Can adding toxic chemicals to the natural selection environment influence the course of evolution?
Evolution of life on earth and the marvelous biodiversity we enjoy all around us, happened in an environment with a natural mix of organic and inorganic chemicals. We know that evolution has a number of steps. There is mutation which helps create variety in genes, and then there is natural selection by the environment which selects the best genes for that environment. Together they create species and drive evolution.

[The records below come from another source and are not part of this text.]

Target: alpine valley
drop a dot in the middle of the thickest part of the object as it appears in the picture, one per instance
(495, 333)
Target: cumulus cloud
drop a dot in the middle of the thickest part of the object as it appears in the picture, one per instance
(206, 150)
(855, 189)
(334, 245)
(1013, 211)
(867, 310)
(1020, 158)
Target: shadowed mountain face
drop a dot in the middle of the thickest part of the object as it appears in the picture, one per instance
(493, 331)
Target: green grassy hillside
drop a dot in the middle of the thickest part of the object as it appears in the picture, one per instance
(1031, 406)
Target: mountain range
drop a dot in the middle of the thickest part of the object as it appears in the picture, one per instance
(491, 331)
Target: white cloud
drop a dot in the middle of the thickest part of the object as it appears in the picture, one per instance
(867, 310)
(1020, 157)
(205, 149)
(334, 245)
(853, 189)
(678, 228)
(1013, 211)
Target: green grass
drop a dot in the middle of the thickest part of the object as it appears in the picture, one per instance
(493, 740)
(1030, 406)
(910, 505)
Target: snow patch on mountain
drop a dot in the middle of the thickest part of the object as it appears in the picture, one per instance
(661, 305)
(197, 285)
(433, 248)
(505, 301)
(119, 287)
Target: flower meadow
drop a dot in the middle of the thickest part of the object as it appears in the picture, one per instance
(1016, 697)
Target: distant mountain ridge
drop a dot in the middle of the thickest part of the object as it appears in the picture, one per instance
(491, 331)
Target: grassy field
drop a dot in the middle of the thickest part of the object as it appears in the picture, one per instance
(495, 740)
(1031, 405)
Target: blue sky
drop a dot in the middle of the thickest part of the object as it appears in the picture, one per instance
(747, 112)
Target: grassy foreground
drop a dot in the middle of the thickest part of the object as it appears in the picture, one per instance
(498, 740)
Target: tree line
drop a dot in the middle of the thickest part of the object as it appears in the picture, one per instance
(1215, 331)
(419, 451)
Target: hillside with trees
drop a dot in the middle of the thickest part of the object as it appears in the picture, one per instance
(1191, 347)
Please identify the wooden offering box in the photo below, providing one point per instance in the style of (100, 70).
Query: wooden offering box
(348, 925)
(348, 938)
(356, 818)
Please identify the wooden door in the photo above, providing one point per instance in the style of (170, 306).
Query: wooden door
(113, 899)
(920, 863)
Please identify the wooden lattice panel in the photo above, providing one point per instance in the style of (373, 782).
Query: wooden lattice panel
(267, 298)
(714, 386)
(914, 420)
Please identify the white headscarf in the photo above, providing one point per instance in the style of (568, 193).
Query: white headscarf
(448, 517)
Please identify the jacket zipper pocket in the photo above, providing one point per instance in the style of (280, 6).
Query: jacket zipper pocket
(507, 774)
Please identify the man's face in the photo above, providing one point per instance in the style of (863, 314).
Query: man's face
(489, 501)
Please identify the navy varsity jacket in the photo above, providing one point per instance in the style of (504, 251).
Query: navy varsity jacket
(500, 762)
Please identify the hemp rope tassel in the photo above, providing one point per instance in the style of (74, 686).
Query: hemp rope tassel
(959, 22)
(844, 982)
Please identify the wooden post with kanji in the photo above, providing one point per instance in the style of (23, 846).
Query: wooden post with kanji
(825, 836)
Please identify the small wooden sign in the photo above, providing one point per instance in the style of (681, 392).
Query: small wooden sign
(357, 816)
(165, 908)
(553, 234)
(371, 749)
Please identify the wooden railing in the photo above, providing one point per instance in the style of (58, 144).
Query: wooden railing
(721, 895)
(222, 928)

Much has changed due to chemistry. The environment is full of new mutagens made by chemistry. Pulp mills alone crank out hundreds of mutagenic, endocrine disrupting and carcinogenic chemicals by the ton each and there are hundreds of pulp mills around the world. This pollution permeates the natural environment of the entire planet. Pulp mills are but one of a myriad of sources of pollutants. There are coal and nuclear energy industries, hydrocarbon, pesticide, plastics, paint and chemical industries and myriad more. Mutation is affected in all living things by the gunk we generate and distribute.
So what happens to mutation and its grand wonderful time tested scheme? Frankengenes happen. What happens to the environment that does the natural selection? Frankenvironments happen. What does all this bode for evolution? Frankenbeasts like Vince Weiguang Li, the Greyhound beheader who ate his victim.
Is this a question? No. The most important question in chemistry is can all this alteration and adulteration of the natural selection environment of chemically balanced nature change (It took a billion+ years to develop and 200 years to destroy) the direction and rate of evolution and affect the species biodiversity of planet earth and its ecosystem dynamics and the destiny of life on earth?